A single attacker drained BonkDAO's entire treasury of roughly $20 million by spending $4.4 million on BONK tokens to hijack a governance vote in late June 2026. The proposal, which transferred 4.426 billion BONK tokens to the attacker's wallet, passed with only seven votes out of over 18,000 members, exposing a critical flaw in token-weighted voting systems.
How a $4.4M bet turned into a $20M payday
The attacker accumulated BONK tokens on exchanges like Binance and Bybit, amassing enough voting power to command more than 99% of the vote on any proposal. BonkDAO's governance on the Realms platform required only a 1% quorum to pass proposals, meaning if just 1% of eligible voters approved, the proposal executed automatically with no human review or time delay.

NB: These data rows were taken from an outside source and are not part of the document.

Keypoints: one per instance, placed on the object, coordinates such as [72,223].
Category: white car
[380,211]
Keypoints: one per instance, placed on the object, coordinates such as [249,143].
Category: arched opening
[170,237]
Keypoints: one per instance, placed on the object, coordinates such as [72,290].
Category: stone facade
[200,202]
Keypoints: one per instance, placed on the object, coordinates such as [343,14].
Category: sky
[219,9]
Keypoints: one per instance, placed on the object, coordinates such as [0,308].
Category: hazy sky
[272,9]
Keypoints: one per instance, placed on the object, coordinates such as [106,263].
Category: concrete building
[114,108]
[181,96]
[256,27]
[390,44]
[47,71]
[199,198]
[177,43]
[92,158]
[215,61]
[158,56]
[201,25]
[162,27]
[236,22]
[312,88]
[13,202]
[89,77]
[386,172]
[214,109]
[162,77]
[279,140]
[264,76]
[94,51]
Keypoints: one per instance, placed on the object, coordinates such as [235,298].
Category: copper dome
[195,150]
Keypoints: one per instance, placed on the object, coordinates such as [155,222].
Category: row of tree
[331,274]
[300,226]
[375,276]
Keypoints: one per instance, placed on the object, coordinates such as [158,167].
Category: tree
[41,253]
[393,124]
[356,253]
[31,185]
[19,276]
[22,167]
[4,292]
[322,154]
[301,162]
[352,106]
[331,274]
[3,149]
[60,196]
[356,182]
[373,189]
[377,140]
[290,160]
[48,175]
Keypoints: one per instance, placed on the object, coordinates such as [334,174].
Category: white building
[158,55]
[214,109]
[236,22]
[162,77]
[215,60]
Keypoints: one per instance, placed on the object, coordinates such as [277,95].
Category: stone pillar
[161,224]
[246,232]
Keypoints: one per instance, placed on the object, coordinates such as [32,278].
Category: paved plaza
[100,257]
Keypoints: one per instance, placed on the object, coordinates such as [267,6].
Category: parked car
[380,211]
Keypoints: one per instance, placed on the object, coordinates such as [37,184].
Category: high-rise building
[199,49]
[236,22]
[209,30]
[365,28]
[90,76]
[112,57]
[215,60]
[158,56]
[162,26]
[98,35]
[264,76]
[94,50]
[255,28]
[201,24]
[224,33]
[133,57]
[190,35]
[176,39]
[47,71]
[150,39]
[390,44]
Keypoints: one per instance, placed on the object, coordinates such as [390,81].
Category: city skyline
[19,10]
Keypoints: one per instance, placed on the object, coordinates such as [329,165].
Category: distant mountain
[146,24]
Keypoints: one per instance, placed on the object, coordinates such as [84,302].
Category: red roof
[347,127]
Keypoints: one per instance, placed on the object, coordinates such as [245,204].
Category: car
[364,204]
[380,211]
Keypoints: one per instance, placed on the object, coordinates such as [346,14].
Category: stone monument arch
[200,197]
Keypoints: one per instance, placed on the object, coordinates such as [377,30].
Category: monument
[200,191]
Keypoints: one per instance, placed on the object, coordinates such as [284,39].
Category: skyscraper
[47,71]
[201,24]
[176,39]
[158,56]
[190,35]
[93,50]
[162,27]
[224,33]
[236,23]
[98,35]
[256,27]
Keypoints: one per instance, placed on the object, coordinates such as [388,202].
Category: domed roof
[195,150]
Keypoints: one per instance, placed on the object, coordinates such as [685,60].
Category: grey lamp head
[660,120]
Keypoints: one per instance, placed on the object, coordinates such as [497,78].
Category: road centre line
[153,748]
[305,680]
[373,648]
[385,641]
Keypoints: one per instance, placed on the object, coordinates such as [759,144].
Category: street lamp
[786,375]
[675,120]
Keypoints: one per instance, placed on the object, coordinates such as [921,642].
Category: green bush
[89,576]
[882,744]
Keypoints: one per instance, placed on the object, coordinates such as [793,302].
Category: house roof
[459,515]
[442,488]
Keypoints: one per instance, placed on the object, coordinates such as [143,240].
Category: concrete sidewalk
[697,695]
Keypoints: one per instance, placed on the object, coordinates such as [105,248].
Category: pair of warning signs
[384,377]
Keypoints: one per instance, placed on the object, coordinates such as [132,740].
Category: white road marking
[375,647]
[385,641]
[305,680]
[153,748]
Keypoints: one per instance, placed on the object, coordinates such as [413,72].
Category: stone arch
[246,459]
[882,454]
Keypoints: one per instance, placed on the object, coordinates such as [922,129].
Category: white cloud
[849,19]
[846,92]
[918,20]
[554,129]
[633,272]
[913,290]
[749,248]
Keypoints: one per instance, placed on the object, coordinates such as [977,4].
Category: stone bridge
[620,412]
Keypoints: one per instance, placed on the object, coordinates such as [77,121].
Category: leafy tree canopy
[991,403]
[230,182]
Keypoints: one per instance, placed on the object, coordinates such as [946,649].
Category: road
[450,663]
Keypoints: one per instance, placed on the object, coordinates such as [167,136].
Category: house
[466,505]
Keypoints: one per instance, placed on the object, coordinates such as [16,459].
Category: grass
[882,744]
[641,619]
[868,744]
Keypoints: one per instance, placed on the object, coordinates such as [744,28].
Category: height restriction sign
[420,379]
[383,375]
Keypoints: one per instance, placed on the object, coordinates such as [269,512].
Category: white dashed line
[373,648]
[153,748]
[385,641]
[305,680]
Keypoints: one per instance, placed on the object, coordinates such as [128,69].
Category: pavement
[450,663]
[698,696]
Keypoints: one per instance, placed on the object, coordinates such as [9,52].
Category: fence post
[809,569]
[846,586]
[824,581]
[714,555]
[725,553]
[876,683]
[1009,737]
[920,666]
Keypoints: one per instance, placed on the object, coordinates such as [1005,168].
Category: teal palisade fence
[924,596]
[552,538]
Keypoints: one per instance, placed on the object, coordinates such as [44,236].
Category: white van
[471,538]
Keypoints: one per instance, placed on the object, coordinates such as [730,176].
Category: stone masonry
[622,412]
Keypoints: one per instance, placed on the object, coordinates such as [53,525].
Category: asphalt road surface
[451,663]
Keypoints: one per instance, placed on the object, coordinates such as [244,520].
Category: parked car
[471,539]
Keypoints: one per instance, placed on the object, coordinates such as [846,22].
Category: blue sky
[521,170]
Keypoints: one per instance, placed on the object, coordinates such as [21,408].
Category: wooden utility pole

On June 30, 2026, the attacker submitted BIP #76, which authorized the transfer of the entire treasury to their wallet. Seven wallets voted in favor, and on July 6, the proposal executed automatically. No smart contract exploit or flash loan was used—the attacker simply exploited the governance rules as designed.
The governance problem hiding in plain sight
This incident is alarming because it wasn't a hack in the traditional sense. Token-weighted voting has always had a theoretical vulnerability where influence scales with token holdings, and voter apathy made the attack cheap. With 99.96% of members not participating, the cost of capturing governance dropped dramatically.
BonkDAO's governance had direct, unrestricted access to the treasury with no execution delays or additional checks. The 1% quorum threshold, intended to prevent governance gridlock, instead became the attack vector itself.
Market fallout and the scramble to respond
BONK's price dropped approximately 7-8% immediately after news of the drain. BonkDAO stated it is working with exchanges, bridges, and law enforcement to track and potentially freeze the stolen funds.
For investors, this introduces a new risk metric: the cost to capture governance relative to the treasury size. In BonkDAO's case, $4.4 million unlocked $20 million in assets—a vulnerability no smart contract audit would catch. Potential fixes include time-locked execution, higher quorum requirements, multisig controls, or quadratic voting, all of which would have prevented a seven-wallet vote from draining the treasury.